In Provident Bank v. Tenn. Farmers Mut. Ins. Co., 2007 U.S. App. LEXIS 10671 (6th Cir. May 2, 2007), the Court of Appeals for the Sixth Circuit considered the meaning of the word “foreclosure.” (Click here for a copy of this case.)
Owners of a home in Tennessee obtained a mortgage on their home from plaintiff bank and insured the house with defendant insurance company against, among other things, the risk of loss from fire. The insurance policy named the bank as an insured. The bank initiated foreclosure proceedings against the homeowners, but those proceedings were stayed because the homeowners filed a voluntary petition for bankruptcy. Subsequently, the house burned to the ground. The insurance company refused to pay the bank’s claim, arguing that the bank had failed to comply with the following provision of the insurance policy:
If [the insurance company] den[ies] an insured’s claim, that denial shall not apply to a valid claim of the mortgagee, if the mortgagee … has notified us … of any … foreclosure … of which the mortgagee was aware prior to loss.
The bank sued, arguing in part that the term “foreclosure” in the insurance policy was ambiguous. The district court ruled in favor of the insurance company on cross-motions for summary judgment. The bank appealed.

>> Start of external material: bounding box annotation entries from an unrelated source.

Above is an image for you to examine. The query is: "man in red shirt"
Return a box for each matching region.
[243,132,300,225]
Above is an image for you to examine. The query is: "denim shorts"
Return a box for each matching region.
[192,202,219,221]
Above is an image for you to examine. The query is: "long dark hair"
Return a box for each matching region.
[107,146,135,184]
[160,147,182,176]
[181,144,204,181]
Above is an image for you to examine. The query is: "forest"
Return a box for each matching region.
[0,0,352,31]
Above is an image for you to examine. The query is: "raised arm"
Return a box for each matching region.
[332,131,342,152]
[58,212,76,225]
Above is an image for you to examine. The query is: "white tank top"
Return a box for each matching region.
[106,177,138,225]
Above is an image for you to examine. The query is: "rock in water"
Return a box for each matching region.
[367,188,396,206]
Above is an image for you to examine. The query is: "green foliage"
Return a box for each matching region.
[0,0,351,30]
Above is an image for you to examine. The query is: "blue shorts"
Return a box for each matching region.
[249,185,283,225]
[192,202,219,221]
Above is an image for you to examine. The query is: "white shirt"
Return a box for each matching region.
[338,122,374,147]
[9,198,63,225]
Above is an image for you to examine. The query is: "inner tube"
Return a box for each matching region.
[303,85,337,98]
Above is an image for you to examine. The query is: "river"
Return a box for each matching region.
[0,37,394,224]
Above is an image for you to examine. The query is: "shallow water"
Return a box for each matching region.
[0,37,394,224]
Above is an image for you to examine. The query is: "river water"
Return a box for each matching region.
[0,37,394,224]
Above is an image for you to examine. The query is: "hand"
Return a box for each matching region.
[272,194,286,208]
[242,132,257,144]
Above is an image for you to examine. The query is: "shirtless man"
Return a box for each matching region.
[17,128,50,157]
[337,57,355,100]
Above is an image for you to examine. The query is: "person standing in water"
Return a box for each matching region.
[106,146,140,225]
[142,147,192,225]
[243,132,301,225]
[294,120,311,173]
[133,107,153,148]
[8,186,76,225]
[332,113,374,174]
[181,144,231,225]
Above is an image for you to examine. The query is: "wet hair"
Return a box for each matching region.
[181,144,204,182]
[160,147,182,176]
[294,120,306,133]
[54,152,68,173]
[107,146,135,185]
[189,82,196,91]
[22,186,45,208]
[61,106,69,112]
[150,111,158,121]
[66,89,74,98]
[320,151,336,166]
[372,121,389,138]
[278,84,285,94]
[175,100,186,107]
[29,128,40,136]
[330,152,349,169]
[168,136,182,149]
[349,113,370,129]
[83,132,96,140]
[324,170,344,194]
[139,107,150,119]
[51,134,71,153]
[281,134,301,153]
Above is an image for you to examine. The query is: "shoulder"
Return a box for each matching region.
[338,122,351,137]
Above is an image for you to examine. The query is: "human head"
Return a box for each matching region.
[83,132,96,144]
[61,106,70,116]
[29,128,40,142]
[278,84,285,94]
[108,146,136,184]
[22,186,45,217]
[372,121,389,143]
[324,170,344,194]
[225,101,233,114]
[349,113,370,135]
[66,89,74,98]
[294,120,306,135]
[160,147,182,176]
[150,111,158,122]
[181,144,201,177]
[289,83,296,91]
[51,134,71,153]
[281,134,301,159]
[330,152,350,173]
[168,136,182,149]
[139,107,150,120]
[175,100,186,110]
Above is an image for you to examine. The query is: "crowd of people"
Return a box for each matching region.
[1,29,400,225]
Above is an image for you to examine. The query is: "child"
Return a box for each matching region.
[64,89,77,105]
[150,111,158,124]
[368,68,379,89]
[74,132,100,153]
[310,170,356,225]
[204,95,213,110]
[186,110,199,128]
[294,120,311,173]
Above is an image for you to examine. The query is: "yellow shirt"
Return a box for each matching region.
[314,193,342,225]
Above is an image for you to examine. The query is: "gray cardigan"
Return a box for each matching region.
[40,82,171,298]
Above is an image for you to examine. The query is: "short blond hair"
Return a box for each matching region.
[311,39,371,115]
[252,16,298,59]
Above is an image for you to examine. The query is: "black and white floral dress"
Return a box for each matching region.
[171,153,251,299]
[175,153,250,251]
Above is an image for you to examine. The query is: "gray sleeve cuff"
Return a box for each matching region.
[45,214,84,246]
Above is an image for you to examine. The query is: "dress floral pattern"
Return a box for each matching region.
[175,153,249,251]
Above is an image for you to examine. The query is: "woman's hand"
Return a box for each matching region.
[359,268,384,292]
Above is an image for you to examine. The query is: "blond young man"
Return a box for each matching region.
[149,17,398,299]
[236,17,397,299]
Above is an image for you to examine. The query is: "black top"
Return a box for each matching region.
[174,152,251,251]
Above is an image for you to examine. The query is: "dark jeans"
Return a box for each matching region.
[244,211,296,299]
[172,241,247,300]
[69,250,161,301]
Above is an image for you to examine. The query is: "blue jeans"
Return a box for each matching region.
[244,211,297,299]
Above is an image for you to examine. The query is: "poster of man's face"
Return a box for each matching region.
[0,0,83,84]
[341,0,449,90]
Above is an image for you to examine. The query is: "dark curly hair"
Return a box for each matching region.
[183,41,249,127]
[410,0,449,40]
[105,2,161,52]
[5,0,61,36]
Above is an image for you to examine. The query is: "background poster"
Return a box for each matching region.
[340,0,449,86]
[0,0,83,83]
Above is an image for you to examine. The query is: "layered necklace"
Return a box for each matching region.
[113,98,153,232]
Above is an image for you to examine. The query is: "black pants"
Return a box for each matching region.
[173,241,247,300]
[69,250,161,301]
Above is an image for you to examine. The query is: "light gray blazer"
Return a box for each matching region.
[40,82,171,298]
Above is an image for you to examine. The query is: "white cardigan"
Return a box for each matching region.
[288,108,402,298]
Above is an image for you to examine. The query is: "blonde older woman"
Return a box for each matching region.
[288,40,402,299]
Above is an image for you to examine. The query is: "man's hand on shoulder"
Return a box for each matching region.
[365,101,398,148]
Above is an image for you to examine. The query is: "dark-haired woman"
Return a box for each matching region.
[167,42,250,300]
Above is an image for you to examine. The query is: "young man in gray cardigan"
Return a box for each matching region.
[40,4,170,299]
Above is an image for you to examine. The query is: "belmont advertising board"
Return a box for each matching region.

The question facing the court was whether the term “foreclosure” as used in the insurance policy referred to foreclosure proceedings or to a foreclosure sale. If the former, the provision in question—a condition—would have been satisfied if the bank had notified the insurance company before foreclosure proceedings started. If the latter, the condition would have been satisfied bank had notified the insurance company any time before the foreclosure sale.
After considering arguments in favor of the alternative meanings, the Sixth Circuit reversed the judgment of the district court, holding that the insurance company wasn’t entitled to summary judgment because the term “foreclosure” in the insurance policy was ambiguous.

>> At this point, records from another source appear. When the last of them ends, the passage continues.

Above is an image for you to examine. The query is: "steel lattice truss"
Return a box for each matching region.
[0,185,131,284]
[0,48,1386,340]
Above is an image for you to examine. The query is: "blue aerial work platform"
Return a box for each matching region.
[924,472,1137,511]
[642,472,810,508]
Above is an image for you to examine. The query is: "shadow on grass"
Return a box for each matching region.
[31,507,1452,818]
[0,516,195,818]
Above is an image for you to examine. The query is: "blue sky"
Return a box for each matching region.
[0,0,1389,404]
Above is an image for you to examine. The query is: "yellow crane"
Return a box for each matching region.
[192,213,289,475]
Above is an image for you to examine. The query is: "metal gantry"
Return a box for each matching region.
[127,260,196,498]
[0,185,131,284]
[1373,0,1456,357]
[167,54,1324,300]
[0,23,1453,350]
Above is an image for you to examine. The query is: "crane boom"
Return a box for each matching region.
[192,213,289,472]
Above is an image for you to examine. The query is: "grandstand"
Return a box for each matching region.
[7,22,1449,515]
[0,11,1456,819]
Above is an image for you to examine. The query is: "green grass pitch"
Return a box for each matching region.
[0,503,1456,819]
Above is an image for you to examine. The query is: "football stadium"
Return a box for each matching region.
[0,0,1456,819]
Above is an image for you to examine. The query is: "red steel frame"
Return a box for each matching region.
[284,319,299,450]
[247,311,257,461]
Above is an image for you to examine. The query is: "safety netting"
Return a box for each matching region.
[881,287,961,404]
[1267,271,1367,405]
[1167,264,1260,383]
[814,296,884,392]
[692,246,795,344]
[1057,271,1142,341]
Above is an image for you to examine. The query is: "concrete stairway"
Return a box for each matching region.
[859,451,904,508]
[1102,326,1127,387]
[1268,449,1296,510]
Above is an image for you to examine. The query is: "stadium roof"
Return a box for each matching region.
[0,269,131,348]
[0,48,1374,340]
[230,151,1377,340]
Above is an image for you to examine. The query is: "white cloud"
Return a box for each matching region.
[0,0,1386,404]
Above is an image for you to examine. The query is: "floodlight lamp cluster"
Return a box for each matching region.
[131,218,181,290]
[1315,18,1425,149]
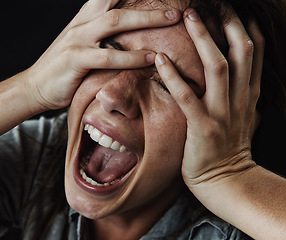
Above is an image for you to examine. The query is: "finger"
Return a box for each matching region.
[70,48,155,73]
[248,21,265,104]
[155,53,202,119]
[224,12,254,106]
[184,9,229,115]
[91,9,180,41]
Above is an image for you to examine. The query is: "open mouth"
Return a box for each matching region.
[76,124,138,189]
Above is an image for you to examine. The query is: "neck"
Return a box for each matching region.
[91,180,185,240]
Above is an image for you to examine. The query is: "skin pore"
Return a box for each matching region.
[65,1,205,239]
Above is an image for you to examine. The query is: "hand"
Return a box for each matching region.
[156,9,264,188]
[25,0,180,112]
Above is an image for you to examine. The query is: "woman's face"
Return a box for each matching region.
[65,0,205,219]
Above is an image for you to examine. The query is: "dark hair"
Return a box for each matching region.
[24,0,286,239]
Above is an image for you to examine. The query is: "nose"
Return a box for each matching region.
[96,71,140,119]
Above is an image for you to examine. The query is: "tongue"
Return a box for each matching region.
[85,145,137,183]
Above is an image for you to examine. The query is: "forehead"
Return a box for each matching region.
[115,0,205,91]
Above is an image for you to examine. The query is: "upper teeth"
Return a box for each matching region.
[84,124,126,153]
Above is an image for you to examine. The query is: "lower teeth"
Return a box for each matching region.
[79,169,121,187]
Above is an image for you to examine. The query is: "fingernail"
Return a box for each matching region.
[165,10,177,20]
[187,9,199,21]
[156,53,166,66]
[146,53,155,63]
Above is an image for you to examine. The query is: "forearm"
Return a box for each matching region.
[0,71,47,135]
[192,166,286,239]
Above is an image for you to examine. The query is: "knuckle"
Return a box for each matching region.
[210,57,228,76]
[178,89,192,103]
[63,46,79,63]
[202,121,221,141]
[65,27,77,43]
[98,51,112,68]
[240,38,254,57]
[107,9,120,27]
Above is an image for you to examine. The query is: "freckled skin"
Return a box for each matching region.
[65,0,205,236]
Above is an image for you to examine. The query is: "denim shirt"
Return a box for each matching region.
[0,114,251,240]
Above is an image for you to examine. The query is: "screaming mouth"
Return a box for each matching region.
[79,124,138,187]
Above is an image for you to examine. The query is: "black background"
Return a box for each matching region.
[0,0,286,176]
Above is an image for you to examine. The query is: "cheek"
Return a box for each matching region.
[144,88,187,171]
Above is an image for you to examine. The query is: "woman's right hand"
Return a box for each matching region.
[23,0,180,113]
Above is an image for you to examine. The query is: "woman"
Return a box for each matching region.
[0,1,286,239]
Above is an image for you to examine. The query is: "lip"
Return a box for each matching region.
[82,117,139,156]
[73,156,135,196]
[73,120,138,196]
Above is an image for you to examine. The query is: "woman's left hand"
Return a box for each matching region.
[156,9,264,191]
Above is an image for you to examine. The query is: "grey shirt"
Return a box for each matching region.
[0,114,251,240]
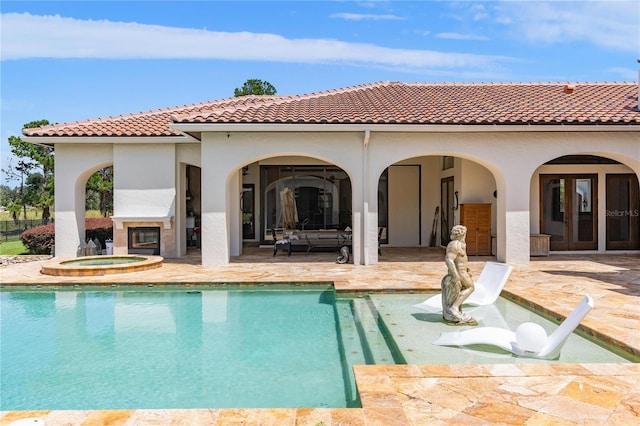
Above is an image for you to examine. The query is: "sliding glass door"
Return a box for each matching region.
[540,175,598,251]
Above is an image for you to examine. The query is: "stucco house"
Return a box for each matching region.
[23,82,640,266]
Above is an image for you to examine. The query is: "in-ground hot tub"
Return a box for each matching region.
[40,255,163,277]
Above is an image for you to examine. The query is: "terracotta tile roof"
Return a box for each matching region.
[23,82,640,136]
[22,96,284,137]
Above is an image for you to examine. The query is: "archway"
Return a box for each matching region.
[531,154,640,252]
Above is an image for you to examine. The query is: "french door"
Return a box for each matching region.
[540,174,598,251]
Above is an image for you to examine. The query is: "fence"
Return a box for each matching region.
[0,219,53,241]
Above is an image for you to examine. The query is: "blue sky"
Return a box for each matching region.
[0,0,640,184]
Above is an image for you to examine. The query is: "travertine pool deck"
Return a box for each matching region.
[0,247,640,426]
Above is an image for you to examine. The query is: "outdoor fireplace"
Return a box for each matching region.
[127,226,160,256]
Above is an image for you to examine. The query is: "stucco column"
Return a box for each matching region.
[54,169,85,257]
[496,172,530,265]
[227,170,242,256]
[200,141,229,266]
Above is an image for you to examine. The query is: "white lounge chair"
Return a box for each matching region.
[414,262,513,313]
[433,296,594,359]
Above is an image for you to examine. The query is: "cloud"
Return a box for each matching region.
[606,67,639,81]
[494,0,640,53]
[1,13,513,70]
[436,33,489,41]
[330,13,406,21]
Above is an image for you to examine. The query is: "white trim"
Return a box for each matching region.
[111,216,173,229]
[169,123,640,133]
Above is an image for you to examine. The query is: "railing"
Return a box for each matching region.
[0,219,53,241]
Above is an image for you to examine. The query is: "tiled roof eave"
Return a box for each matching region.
[170,122,640,133]
[22,134,199,145]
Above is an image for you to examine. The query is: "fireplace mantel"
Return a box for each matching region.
[111,216,173,229]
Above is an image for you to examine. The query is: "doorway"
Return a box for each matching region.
[240,183,256,240]
[440,176,457,246]
[540,174,598,251]
[606,174,640,250]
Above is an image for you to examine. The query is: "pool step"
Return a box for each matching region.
[352,297,395,364]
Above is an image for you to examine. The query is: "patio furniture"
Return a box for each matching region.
[433,296,594,360]
[300,230,351,255]
[414,262,513,313]
[271,229,291,257]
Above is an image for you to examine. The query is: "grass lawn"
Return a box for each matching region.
[0,240,29,256]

The Sixth Circuit apparently assumed that this case involves lexical ambiguity, which arises when context is insufficient to allow you to determine the sense of a word or phrase that has more than one meaning. (The word “bank,” for example, could mean “financial institution” or “edge of a river.”) But I could make a decent argument that in this case, “foreclosure” is more vague than ambiguous—the uncertainty relates to imprecision rather than alternative meanings.
But leaving such niceties aside, what I draw from this case is that drafters need to be careful when using words that could refer to either a process or a point in time. “Foreclosure” is one example; another might be “bankruptcy.” And more broadly, realize that confusion can lurk in provisions that appear entirely benign.